BBC thinks that some humanitarian aid is more biased than others: the exceptionalism of Israel, yet again.

The Guardian UK notes that the BBC has refused to broadcast a national humanitarian appeal for Gaza, “leaving aid agencies with a potential shortfall of millions of pounds in donations.” (Jenny Percival, ‘Broadcasters refuse to air Gaza charity appeal,’ The Guardian, January 23, 2008;”

BBC claims that they didn’t want to show bias. They also weren’t sure about how the money would be spent. The appeal went out on three other UK stations and was from a consortium of 13 major aid organizations such as the Red Cross, Oxfam, and Save the Children. The BBC decision has spurred world wide condemnation, massive protest outside the BBC headquarters, and the censure of the British parliament. The refusal has even prompted noble prize winner Mohamed El Baradei, the director of the UN nuclear agency to cancel an interview with the BBC. He said the refusal “violates the rules of basic human decency which are there to help vulnerable people irrespective of who is right or wrong.”

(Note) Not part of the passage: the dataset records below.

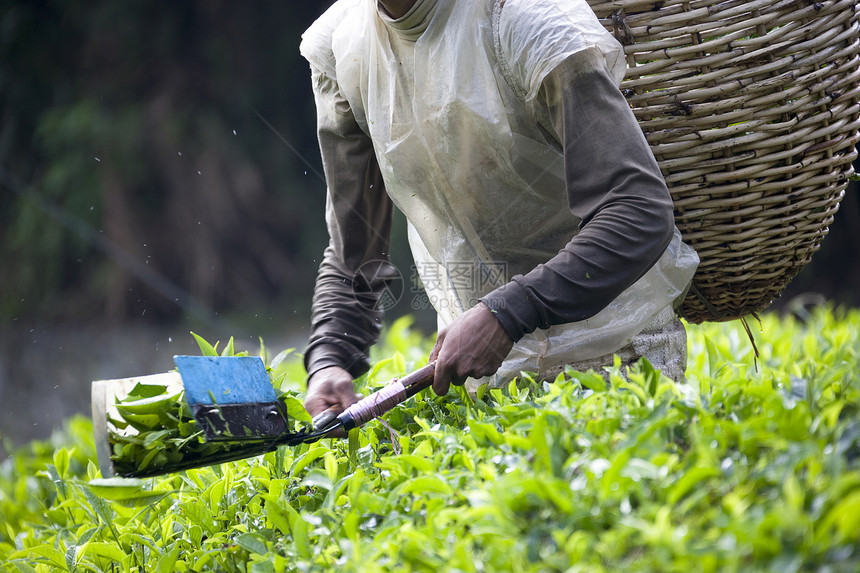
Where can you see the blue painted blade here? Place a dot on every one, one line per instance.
(227, 379)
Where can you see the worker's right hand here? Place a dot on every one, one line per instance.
(330, 389)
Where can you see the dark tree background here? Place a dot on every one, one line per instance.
(159, 160)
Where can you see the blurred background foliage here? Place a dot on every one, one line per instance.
(154, 152)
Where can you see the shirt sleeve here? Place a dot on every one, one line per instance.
(613, 185)
(355, 270)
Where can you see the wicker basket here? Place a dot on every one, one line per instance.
(751, 108)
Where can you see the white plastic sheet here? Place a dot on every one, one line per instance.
(465, 160)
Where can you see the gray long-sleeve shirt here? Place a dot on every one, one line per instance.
(613, 185)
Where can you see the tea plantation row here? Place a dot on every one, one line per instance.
(753, 465)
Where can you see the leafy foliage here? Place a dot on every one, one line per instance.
(744, 467)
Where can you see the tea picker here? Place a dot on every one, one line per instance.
(234, 406)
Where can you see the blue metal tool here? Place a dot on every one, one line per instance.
(231, 397)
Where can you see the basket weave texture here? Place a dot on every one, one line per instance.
(751, 109)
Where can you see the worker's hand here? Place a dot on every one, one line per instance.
(330, 389)
(473, 345)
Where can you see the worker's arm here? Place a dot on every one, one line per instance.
(345, 318)
(614, 186)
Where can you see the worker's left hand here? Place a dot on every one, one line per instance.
(473, 345)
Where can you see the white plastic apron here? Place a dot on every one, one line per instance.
(483, 191)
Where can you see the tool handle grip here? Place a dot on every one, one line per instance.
(387, 397)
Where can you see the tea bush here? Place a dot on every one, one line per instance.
(752, 465)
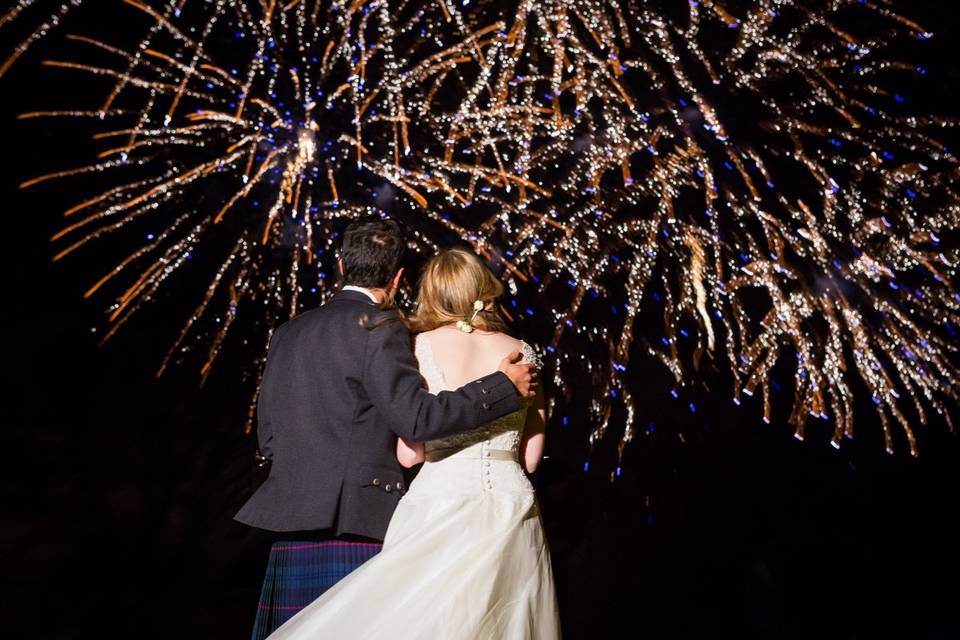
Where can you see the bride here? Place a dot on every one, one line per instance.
(464, 555)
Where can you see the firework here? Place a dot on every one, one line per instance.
(746, 172)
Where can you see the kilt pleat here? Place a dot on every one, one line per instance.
(299, 572)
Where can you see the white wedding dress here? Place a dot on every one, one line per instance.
(464, 555)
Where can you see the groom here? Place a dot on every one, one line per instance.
(339, 386)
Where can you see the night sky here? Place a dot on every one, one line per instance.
(119, 489)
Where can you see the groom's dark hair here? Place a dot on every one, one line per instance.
(372, 252)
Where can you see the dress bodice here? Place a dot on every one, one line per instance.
(501, 434)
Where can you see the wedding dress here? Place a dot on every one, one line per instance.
(464, 555)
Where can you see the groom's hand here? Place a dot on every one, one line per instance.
(523, 376)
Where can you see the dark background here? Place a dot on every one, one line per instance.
(118, 490)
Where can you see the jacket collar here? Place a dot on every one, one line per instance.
(354, 296)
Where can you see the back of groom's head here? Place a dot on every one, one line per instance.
(372, 252)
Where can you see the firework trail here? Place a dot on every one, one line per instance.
(745, 173)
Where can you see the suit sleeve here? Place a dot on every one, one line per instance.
(395, 388)
(264, 422)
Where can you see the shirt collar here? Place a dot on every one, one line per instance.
(366, 292)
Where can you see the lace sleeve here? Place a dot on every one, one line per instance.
(530, 356)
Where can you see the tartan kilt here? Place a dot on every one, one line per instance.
(299, 572)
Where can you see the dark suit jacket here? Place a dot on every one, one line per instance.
(335, 394)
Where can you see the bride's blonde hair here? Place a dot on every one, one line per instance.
(451, 283)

If we step back a bit, we need to ask how this kind of situation might have come to pass. Surely, aid appeals for Darfur, the Congo, Rwanda, Kosovo, last years earthquake in China, etc, were not subject to the same level of scrutiny and concern, notwithstanding the “complex” problems which exist in each of these situations/conflicts.. Muzzlewatch issues are actually at the core of this newest outrage. Under the barrage of ostensibly “pro Israeli” efforts, most mainstream and corporate news agencies learn to be very cautious regarding all things Israel.  (see the recent post on Bill Moyers and Bob Simon) Thus, in the present Gaza crisis, Hamas fighters are called “Hamas militants” although the government of Gaza is run by Hamas. Could we say the same thing about Israeli militants instead of soldiers?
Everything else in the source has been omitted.